BA (Melbourne), BPhil (Oxford)
(Deceased), 2014-06-28
Economics
1975
Alan Howard Boxer
1927–2014
Alan Boxer was born in 1927 in Hong Kong, where his father was a missionary and later registrar of Hong Kong University. At the outbreak of the war with Japan, together with his mother and sister, he was evacuated to Melbourne where he attended Scotch College and matriculated in 1945 as dux of the college. In residence at Queen’s College from 1946 to 1949, he graduated with first class honours in arts at the University of Melbourne and was awarded the Wyselaskie Scholarship in political economy. He proceeded to do a BPhil at Christchurch, Oxford, returning to a lectureship in economics at the University of Melbourne in 1952. He was promoted to senior lecturer in 1959 and reader in 1967
Apart from teaching, Alan carried a number of administrative duties—including sub-dean of the Faculty of Economics and Commerce, chair of the Board of Studies in Public Administration, chief examiner in matriculation economics, and chair of the Victorian Universities and Schools Examination Board.
He was associated with the Economic Record, successively as review editor, associate editor and joint editor, for 15 years. In a tribute to him on his retirement from the journal, the editor, Richard Downing, wrote ‘The Economic Society owes him an enormous debt. Its tally is recorded in the high quality, the immaculate presentation and the balanced content of the issues of the Economic Record from December 1961 to June 1975’. His contribution is best appreciated by those who shared joint editorship with him, as became all the more evident when Alan’s move to Canberra caused some interruptions to his availability. He readily accommodated moves to widen the sources of referee advice, both within Australia and internationally, while remaining concerned that increasing mathematical and technical content might erode the broader Australian readership base of the Record, an issue that has proved a continuing one for later editors.
He was an effective communicator as a teacher and a writer. Although wide-ranging in his teaching duties and his research work, Alan developed a special interest in taxation. While his special interest in public finance was well known to students, less so was his teaching of international economics to honours students at a time, the early fifties, when this was not regarded as a strength of the Melbourne department.

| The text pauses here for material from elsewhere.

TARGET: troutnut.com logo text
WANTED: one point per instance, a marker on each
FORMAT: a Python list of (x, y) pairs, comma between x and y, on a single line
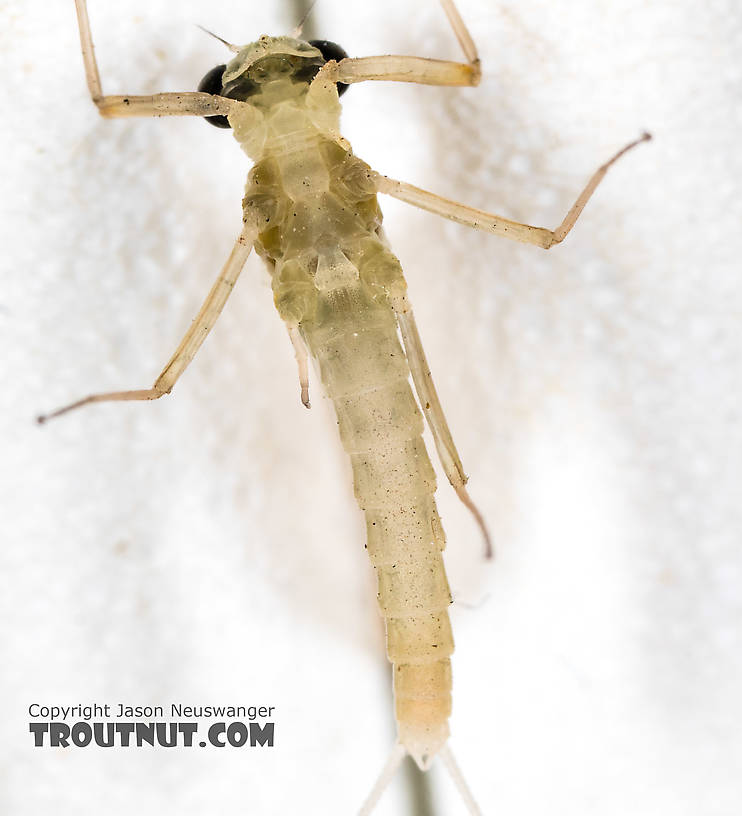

Together with Richard Downing and Heinz Arndt, he co-authored in 1964 Taxation in Australia: Agenda for Reform. He also edited and contributed to a number of books mostly on aspects of the Australian economy. He later assisted the Commonwealth Taxation Review Committee (Asprey Committee) which reported in 1975. He was elected Fellow of the Academy of the Social Sciences in Australia in 1974 to mark his academic standing.
His expertise on taxation matters led to his appointment to the Commonwealth Treasury in 1975 as Assistant Secretary in the General Financial and Economic Policy Division. He was promoted in 1977 to First Assistant Secretary. In 1980 he was seconded to the Australian Financial System Inquiry and was posted in the following year to Tokyo as Minister (Financial). He returned to the Treasury in 1984 as Assistant Secretary Level 2 in the Taxation Policy Division until his retirement in 1986.
He occupied his retirement by pursuing his interest in Australian art, adding to his collection, begun in the 1950s, of artists including Arthur Boyd, John Percival and Sydney Nolan among others, a large number of indigenous paintings. Alan made his decisions about art purchases swiftly and privately. Those of us who accompanied Alan on lunchtime visits to galleries would usually find his ‘stickers’ already on his chosen pieces. He was also active in trading earlier purchases for new works. He contributed a paper on the Australian art market to an Economic Society forum on the arts, published in Economic Papers in 1971. Part of the Boxer Collection, one of the best private collections in Australia, was exhibited in a number of capital cities. The ANU published Crossing Cultures Art from the Boxer Collection when his collection was exhibited at the ANU. He left much of his collection to the National Gallery of which he was for a time a guide.
His friends and colleagues remember him as a warm, gentle, kind and generous person. He was in poor health in his last few years. He died on 28 June 2014 at the age of 86.